BackerKit
- Website type: Creative crowdfunding
- Founded: 2012
- Country of origin: United States
- Founders: Maxwell Salzberg and Rosanna Yau
- Website: https://www.backerkit.com/

= BackerKit =

US-based crowdfunding platform

BackerKit is a crowdfunding platform focusing on creative projects with an emphasis on tabletop games and fantasy books. On ethical grounds, BackerKit bans projects containing art produced by Generative AI.

== History ==
BackerKit was founded in 2012 by Maxwell Salzberg and Rosanna Yau as a pledge management, payment processing, shipping, audience engagement, and pre-order tool for Kickstarter campaigns. In 2018, Backerkit established The Creative Fund, with the goal of donating one dollar to a wide range of projects on Kickstarter.

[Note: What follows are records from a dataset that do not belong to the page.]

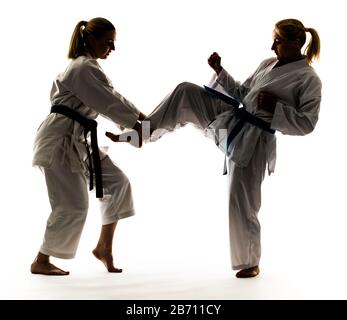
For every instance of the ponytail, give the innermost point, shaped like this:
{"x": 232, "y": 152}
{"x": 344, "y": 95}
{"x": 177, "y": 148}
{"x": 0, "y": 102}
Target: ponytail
{"x": 292, "y": 29}
{"x": 313, "y": 48}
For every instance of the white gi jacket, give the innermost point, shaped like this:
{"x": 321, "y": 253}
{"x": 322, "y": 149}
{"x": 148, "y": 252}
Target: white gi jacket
{"x": 85, "y": 88}
{"x": 298, "y": 89}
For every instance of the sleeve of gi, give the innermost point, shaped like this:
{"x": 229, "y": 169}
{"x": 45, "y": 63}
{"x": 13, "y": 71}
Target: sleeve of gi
{"x": 300, "y": 119}
{"x": 91, "y": 86}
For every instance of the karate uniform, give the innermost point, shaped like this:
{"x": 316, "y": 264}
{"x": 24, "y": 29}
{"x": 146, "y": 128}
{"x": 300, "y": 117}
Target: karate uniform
{"x": 298, "y": 89}
{"x": 60, "y": 151}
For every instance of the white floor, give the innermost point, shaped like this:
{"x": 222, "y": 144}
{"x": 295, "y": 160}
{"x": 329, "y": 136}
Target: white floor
{"x": 175, "y": 285}
{"x": 176, "y": 247}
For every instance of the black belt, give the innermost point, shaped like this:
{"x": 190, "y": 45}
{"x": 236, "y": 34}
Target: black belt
{"x": 94, "y": 159}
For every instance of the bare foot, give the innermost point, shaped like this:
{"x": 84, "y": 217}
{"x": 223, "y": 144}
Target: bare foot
{"x": 248, "y": 273}
{"x": 106, "y": 257}
{"x": 47, "y": 268}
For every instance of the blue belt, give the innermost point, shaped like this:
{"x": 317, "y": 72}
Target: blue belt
{"x": 94, "y": 158}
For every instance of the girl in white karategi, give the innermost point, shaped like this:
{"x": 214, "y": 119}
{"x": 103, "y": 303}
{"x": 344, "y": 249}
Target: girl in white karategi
{"x": 284, "y": 92}
{"x": 60, "y": 150}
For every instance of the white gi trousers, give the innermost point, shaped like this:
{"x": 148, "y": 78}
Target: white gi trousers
{"x": 189, "y": 103}
{"x": 68, "y": 196}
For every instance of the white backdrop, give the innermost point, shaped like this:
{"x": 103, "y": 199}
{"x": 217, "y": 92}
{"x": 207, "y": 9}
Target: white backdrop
{"x": 179, "y": 190}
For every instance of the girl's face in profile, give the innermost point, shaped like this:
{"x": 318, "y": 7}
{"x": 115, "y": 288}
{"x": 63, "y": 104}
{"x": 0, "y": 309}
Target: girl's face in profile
{"x": 285, "y": 50}
{"x": 103, "y": 46}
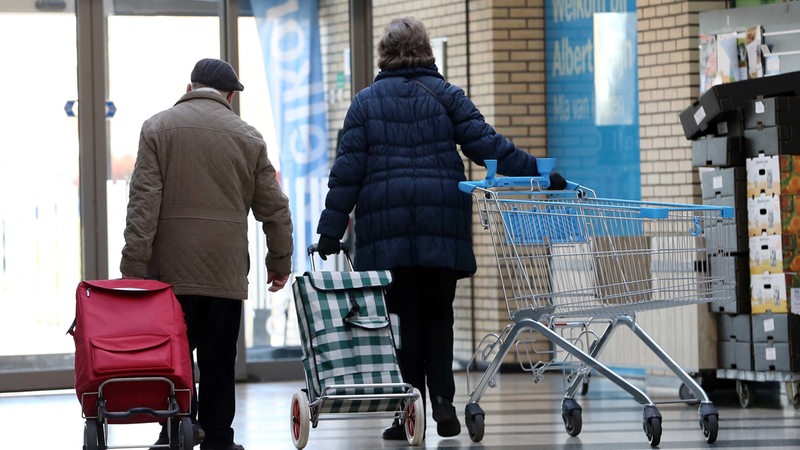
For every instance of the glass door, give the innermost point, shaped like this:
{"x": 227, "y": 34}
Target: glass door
{"x": 147, "y": 73}
{"x": 40, "y": 251}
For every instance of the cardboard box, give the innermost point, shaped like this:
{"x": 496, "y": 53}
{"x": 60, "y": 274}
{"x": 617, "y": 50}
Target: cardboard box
{"x": 738, "y": 284}
{"x": 774, "y": 253}
{"x": 727, "y": 237}
{"x": 776, "y": 327}
{"x": 735, "y": 355}
{"x": 766, "y": 254}
{"x": 775, "y": 357}
{"x": 735, "y": 327}
{"x": 770, "y": 112}
{"x": 789, "y": 166}
{"x": 728, "y": 97}
{"x": 774, "y": 292}
{"x": 722, "y": 182}
{"x": 763, "y": 215}
{"x": 773, "y": 214}
{"x": 779, "y": 140}
{"x": 722, "y": 151}
{"x": 763, "y": 175}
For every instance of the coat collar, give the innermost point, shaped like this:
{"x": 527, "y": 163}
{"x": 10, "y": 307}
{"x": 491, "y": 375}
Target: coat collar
{"x": 210, "y": 95}
{"x": 410, "y": 72}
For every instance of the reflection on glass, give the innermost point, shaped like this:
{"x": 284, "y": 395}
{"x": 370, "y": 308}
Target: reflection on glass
{"x": 270, "y": 321}
{"x": 39, "y": 210}
{"x": 615, "y": 68}
{"x": 147, "y": 73}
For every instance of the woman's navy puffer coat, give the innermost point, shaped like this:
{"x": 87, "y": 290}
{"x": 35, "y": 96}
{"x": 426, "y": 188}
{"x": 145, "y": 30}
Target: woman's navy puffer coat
{"x": 397, "y": 164}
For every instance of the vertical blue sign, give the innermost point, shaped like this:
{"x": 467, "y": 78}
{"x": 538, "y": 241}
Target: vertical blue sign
{"x": 289, "y": 34}
{"x": 593, "y": 95}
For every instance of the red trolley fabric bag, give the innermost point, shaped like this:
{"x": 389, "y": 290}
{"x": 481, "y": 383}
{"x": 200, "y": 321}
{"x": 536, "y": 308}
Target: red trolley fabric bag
{"x": 131, "y": 332}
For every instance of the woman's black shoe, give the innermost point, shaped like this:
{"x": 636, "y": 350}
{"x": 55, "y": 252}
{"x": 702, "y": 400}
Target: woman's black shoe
{"x": 444, "y": 414}
{"x": 396, "y": 432}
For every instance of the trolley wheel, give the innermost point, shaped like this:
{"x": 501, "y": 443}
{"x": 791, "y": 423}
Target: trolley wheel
{"x": 685, "y": 393}
{"x": 710, "y": 425}
{"x": 300, "y": 419}
{"x": 571, "y": 414}
{"x": 745, "y": 393}
{"x": 474, "y": 418}
{"x": 793, "y": 392}
{"x": 90, "y": 441}
{"x": 185, "y": 434}
{"x": 652, "y": 428}
{"x": 414, "y": 422}
{"x": 585, "y": 385}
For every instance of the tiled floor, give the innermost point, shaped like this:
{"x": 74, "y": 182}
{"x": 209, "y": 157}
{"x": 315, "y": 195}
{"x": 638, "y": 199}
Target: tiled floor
{"x": 520, "y": 414}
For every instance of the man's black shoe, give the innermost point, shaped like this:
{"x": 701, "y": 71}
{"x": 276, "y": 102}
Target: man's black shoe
{"x": 396, "y": 432}
{"x": 444, "y": 414}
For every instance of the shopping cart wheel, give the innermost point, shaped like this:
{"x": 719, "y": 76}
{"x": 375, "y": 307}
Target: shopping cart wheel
{"x": 710, "y": 425}
{"x": 652, "y": 425}
{"x": 793, "y": 392}
{"x": 474, "y": 419}
{"x": 745, "y": 393}
{"x": 572, "y": 415}
{"x": 414, "y": 421}
{"x": 90, "y": 435}
{"x": 185, "y": 434}
{"x": 585, "y": 385}
{"x": 300, "y": 419}
{"x": 685, "y": 393}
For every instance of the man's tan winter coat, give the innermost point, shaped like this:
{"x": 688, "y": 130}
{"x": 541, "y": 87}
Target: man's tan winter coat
{"x": 199, "y": 171}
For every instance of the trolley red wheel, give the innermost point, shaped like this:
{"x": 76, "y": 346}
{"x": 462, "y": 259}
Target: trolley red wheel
{"x": 414, "y": 422}
{"x": 300, "y": 419}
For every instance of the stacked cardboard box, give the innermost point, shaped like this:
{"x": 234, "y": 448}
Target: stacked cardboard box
{"x": 720, "y": 159}
{"x": 754, "y": 125}
{"x": 772, "y": 150}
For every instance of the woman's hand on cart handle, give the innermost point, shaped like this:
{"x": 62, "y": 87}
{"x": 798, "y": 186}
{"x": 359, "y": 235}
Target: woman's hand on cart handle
{"x": 278, "y": 280}
{"x": 328, "y": 246}
{"x": 557, "y": 182}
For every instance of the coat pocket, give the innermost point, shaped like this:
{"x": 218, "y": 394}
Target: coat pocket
{"x": 138, "y": 354}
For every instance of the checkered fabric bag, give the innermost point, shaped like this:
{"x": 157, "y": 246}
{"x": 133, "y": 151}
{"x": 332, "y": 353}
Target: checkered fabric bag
{"x": 347, "y": 338}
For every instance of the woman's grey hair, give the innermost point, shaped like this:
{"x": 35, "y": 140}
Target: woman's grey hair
{"x": 405, "y": 43}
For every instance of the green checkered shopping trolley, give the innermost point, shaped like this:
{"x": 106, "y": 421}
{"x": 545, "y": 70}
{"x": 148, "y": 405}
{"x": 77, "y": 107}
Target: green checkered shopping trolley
{"x": 349, "y": 354}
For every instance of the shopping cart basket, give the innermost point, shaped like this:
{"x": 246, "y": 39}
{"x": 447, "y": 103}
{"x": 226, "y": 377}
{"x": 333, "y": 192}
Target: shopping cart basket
{"x": 569, "y": 259}
{"x": 348, "y": 353}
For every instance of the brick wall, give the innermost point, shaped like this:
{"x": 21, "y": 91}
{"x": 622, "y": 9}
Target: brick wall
{"x": 495, "y": 51}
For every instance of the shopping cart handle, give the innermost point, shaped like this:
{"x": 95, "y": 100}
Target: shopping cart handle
{"x": 546, "y": 166}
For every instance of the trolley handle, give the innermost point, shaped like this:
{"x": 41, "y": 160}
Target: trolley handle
{"x": 542, "y": 182}
{"x": 314, "y": 248}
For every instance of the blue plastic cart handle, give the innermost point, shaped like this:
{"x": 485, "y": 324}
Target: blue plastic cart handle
{"x": 545, "y": 165}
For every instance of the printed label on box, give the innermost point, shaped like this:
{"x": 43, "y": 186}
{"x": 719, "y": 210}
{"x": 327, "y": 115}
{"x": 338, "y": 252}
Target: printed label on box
{"x": 795, "y": 295}
{"x": 790, "y": 174}
{"x": 699, "y": 115}
{"x": 766, "y": 254}
{"x": 768, "y": 293}
{"x": 763, "y": 215}
{"x": 769, "y": 325}
{"x": 763, "y": 175}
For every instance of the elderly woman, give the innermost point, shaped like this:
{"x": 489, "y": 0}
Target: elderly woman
{"x": 399, "y": 166}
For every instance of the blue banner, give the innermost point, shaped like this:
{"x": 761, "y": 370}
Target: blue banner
{"x": 289, "y": 34}
{"x": 593, "y": 95}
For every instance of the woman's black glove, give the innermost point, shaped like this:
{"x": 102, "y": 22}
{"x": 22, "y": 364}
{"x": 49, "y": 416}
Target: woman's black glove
{"x": 327, "y": 246}
{"x": 557, "y": 182}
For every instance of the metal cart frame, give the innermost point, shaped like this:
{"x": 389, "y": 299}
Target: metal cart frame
{"x": 569, "y": 259}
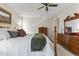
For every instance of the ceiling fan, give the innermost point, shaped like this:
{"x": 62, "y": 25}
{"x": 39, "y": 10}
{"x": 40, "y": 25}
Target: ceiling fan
{"x": 46, "y": 5}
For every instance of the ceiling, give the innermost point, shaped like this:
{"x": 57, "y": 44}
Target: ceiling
{"x": 31, "y": 9}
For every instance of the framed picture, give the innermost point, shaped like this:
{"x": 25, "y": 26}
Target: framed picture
{"x": 5, "y": 16}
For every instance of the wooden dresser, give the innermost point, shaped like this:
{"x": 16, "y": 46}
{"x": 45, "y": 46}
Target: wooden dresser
{"x": 43, "y": 30}
{"x": 70, "y": 42}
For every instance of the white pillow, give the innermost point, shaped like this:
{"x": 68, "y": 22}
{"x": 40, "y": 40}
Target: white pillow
{"x": 4, "y": 34}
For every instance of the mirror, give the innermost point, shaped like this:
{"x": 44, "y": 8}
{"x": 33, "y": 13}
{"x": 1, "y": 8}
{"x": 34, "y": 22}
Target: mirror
{"x": 71, "y": 24}
{"x": 5, "y": 16}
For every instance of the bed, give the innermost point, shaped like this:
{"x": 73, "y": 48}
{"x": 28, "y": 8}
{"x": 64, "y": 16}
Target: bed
{"x": 21, "y": 46}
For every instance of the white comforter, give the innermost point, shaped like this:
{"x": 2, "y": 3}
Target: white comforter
{"x": 21, "y": 46}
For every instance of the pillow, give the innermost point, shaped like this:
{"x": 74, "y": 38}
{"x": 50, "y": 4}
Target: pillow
{"x": 21, "y": 32}
{"x": 13, "y": 34}
{"x": 4, "y": 34}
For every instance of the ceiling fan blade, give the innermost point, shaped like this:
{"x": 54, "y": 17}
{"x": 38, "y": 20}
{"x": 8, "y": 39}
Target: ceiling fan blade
{"x": 41, "y": 7}
{"x": 46, "y": 8}
{"x": 52, "y": 5}
{"x": 45, "y": 4}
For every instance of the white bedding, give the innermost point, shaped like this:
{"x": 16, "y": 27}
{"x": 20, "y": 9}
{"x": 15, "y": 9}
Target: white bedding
{"x": 21, "y": 46}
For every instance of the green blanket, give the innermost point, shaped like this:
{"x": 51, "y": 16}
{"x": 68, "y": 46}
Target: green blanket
{"x": 38, "y": 42}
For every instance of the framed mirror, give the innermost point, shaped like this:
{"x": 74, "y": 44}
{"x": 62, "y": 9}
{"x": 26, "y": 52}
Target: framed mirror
{"x": 71, "y": 24}
{"x": 5, "y": 16}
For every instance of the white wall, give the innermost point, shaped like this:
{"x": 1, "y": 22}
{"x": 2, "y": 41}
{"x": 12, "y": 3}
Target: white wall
{"x": 31, "y": 24}
{"x": 15, "y": 17}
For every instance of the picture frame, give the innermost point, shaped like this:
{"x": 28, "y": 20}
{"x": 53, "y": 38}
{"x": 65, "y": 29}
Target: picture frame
{"x": 5, "y": 16}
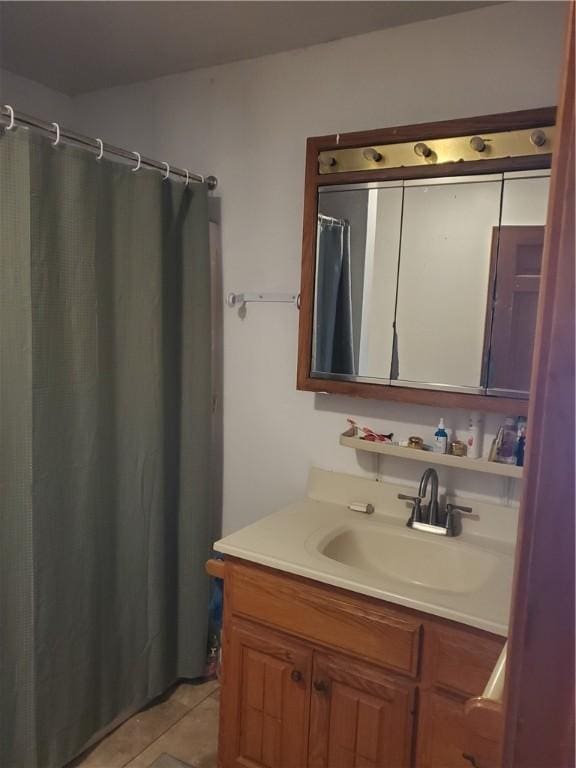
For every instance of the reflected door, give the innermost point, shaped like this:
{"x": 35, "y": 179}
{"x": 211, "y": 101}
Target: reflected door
{"x": 519, "y": 262}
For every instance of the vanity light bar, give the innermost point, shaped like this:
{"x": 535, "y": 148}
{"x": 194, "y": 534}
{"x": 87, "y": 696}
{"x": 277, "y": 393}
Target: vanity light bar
{"x": 486, "y": 146}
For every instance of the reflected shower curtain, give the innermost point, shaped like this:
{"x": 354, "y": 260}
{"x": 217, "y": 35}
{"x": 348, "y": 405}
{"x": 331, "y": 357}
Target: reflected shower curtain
{"x": 334, "y": 339}
{"x": 105, "y": 415}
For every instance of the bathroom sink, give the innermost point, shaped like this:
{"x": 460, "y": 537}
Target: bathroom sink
{"x": 410, "y": 557}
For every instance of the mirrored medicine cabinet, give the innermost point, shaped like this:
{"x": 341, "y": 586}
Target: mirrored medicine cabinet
{"x": 422, "y": 255}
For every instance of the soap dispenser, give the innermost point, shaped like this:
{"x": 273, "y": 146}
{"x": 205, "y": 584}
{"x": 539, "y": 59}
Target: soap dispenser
{"x": 440, "y": 439}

In 2022, BackerKit announced its own crowdfunding marketplace in response to criticisms within the tabletop role-playing game industry against Kickstarter's investment in Blockchain. The first major crowdfunding campaign on BackerKit was for Gloomhaven's Grand Festival, which raised over $5 million. Other early successes included Return to Dark Tower ($2 million) and Spirit Island: Nature Incarnate ($1.2 million).

In 2024, the premium edition of Brandon Sanderson's novel Words of Radiance raised over $23 million on BackerKit, breaking the platform's record.